You do know that Simon Johnson works at Peterson’s think tank, right?
Simon Johnson is often portrayed as an independent voice. So yes, I agree the Peterson connection needs to be emphasized and that was what I thought I was doing.
It’s all distraction to get us rubes to believe that they are addressing their problems when in fact they are blowing them off.
Perhaps I’m confusing articles from Le Monde but I don’t believe it was their problems they were blowing off, but Geithner. :)
Reading through the comments after the articles, he is no more popular over there than he is here. Ils le detestent!
Haha, this is absolutely brilliant. Europe has finally got its own “let them eat cake” politicians, only with a twist:
She later released a statement saying “If people felt offended, I am sorry.” (While refusing to retract the statement itself.)
It’s the deployment of anti-anti-semitism where there was no anti-semitism to begin with–the invoking of inapplicable historical precedents in an attempt to silence critics.
It sounds so ludicrous to any reasonable person’s ears that for her it is like pissing into the wind.
I think it was HDTV that has created the need for everyone on TV to be beautiful nowadays.

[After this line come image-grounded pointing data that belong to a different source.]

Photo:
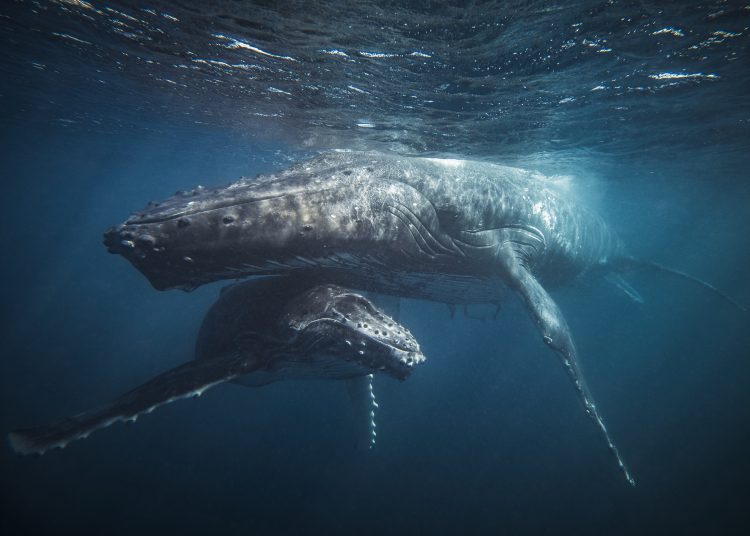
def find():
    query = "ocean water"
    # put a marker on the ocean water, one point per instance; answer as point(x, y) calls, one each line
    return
point(642, 108)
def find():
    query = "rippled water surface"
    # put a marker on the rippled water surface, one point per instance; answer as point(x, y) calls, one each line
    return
point(477, 79)
point(640, 110)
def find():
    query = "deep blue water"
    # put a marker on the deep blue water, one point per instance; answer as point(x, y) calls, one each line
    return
point(487, 436)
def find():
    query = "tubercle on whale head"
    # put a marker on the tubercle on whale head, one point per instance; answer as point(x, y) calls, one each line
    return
point(274, 225)
point(346, 326)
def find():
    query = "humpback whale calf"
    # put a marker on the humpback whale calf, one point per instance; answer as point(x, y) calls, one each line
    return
point(453, 231)
point(270, 330)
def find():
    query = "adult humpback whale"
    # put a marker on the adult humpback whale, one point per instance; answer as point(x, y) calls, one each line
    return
point(255, 334)
point(444, 230)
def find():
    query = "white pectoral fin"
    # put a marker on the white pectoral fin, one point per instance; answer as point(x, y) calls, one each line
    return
point(556, 334)
point(190, 379)
point(623, 285)
point(364, 403)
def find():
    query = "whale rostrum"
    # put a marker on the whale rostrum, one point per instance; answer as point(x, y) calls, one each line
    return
point(452, 231)
point(258, 333)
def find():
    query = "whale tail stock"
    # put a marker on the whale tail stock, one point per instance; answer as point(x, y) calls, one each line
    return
point(633, 263)
point(187, 380)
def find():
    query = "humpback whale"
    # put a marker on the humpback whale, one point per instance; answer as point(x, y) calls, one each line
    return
point(256, 333)
point(452, 231)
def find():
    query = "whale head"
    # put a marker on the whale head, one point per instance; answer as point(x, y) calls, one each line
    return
point(318, 215)
point(342, 334)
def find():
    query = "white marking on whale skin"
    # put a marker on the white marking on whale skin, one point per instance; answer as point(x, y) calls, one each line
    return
point(23, 441)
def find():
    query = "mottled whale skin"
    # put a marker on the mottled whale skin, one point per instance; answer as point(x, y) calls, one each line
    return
point(445, 230)
point(257, 333)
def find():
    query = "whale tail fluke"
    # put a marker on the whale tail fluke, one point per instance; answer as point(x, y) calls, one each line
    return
point(631, 263)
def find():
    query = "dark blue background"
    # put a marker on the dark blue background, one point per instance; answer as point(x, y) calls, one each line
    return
point(488, 435)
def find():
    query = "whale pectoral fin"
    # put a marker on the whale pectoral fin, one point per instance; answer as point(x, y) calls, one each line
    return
point(190, 379)
point(363, 400)
point(556, 335)
point(622, 284)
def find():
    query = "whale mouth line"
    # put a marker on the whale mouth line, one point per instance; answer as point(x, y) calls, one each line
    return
point(143, 218)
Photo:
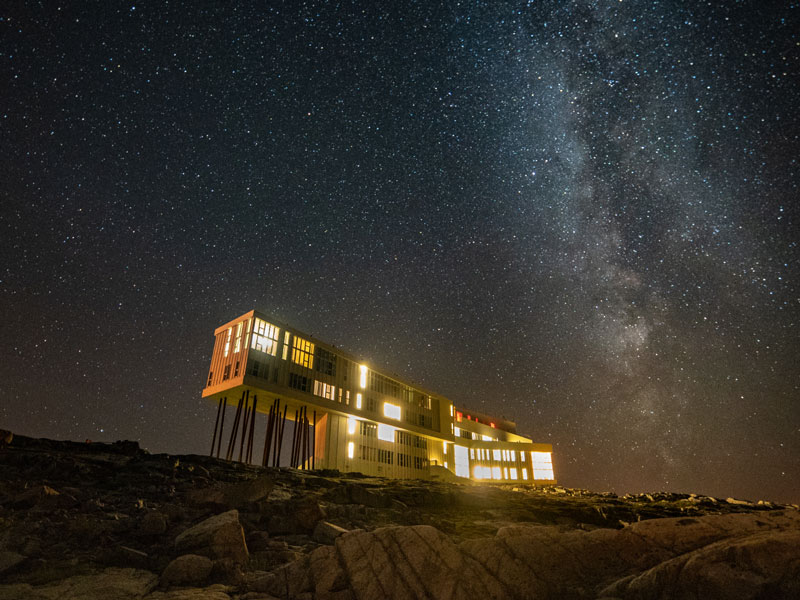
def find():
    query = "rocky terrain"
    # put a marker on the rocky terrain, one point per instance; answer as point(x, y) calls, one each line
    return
point(112, 522)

HDTV has only been around since the late 90’s and the author notes that the rise in ‘beauty’ has only happened in the last 10-15 years.
HDTV allows you to see every flaw. I know that I was surprised out how bad-looking some of the TV news and sportscasters were when HDTV first came out.
I agree that you see less and less homely looking people on TV nowadays and I’m fairly certain that it is due to the rise of HD.
People still watch T.V.?
Re: Police block ‘Occupy Wall Street’ protesters
Guess the pigs in the C-suite are too craven to accept being confronted.
“The theft of the American pension”
MarketWatch: Why China would love ‘President Rick Perry’:
Interesting take. Goes along with something I read somewhere else (how’s that for sourcing?) which had Bush’s Presidency accelerating China’s rise to the top by twenty years.
the whole nonsense that any of the Rich will pay. Much if Anything. some Rich will lose a bit here and there with any fall. it is the taxpayers who always foot the bill for the Rich and their “Games”. The taxpayers always pay the bills. the Rich don’t pay taxes, only the “Little People” pay taxes. lol The Rich get that way(Rich) by stealing. lol. nothing else really changes.
Used to be Rich got rich off the labor of others, now the Rich just steal it. From everyone, and not just through the labor of others. nowadays, everyone’s fair game.
there really is a free lunch, but it’s only for the Rich.